Spin orbit torque switching of antiferromagnet through the Neel reorientation in rare-earth ferrite

TL;DR

This paper demonstrates a novel spin-orbit torque method to coherently switch antiferromagnetic spins in orthoferrite, enabling deterministic control of the Neel vector for potential ultrafast spintronic applications.

Contribution

It introduces a new mechanism for spin switching via Neel reorientation in rare-earth ferrites, combining numerical and analytical analysis, and proposes XOR logic implementation within a single magnetic layer.

Findings

Deterministic switching of Neel vector achieved using SOT.

XOR logic gates implemented in a single magnetic layer.

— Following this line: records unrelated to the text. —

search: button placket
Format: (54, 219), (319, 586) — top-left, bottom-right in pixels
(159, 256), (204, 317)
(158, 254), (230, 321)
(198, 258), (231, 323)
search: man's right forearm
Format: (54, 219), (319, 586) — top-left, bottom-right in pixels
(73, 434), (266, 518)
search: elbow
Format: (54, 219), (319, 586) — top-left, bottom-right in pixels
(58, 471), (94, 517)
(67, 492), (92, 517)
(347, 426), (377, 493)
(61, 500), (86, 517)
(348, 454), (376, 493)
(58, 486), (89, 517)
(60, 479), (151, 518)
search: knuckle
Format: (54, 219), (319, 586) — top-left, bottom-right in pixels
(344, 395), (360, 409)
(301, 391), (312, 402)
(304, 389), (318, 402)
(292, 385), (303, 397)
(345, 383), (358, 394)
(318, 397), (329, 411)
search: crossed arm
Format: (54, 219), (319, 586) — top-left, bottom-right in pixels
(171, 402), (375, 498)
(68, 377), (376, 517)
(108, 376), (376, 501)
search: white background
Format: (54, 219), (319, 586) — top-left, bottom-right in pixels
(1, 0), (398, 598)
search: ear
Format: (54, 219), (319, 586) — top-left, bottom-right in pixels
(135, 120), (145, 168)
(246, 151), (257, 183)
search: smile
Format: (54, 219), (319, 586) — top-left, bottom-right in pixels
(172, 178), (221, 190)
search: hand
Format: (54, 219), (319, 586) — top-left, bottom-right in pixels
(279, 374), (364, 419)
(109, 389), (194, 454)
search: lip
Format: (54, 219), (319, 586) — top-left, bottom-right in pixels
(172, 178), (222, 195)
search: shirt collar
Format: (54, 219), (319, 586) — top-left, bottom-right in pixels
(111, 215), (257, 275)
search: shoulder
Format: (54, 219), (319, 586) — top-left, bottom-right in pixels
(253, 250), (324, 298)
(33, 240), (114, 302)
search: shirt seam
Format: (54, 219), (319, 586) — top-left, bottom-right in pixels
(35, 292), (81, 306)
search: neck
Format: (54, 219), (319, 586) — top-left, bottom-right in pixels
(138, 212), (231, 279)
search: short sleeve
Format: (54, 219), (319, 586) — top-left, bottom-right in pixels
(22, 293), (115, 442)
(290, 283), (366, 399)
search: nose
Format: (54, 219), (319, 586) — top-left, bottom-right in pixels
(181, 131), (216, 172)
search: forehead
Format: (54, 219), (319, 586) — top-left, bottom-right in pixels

Magnetic parameters influence critical reorientation and current density.

Abstract

We suggest coherent switching of canted antiferromagnetic (AFM) spins using spin-orbit torque (SOT) in small magnet. The magnetic system of orthoferrite features biaxial easy anisotropy and the Dzyaloshinskii Moriya interaction, which is perpendicular to the easy axes and therefore creates weak magnetization (m). A damping-like component of the SOT induces N\'eel reorientation along one of the easy axes and then exerts torque on m, leading to tilting of the N\'eel order l. The torque on the magnetization becomes stronger due to coupling with the induced Oersted field or the field-like component of the SOT, enhancing the tilting of l. Therefore, l is found to experience deterministic switching after the SOT is turned off. Based upon both numerical and analytical analysis of the coherent switching, XOR logic gates are also found to be implemented in a single magnetic layer. In addition, we investigate how magnetic parameters affect the critical reorientation angle and current density in a simple layered structure of platinum and a canted AFM. Our findings are expected to provide an alternative spin-switching mechanism for ultrafast applications such as spin logic and electronic devices.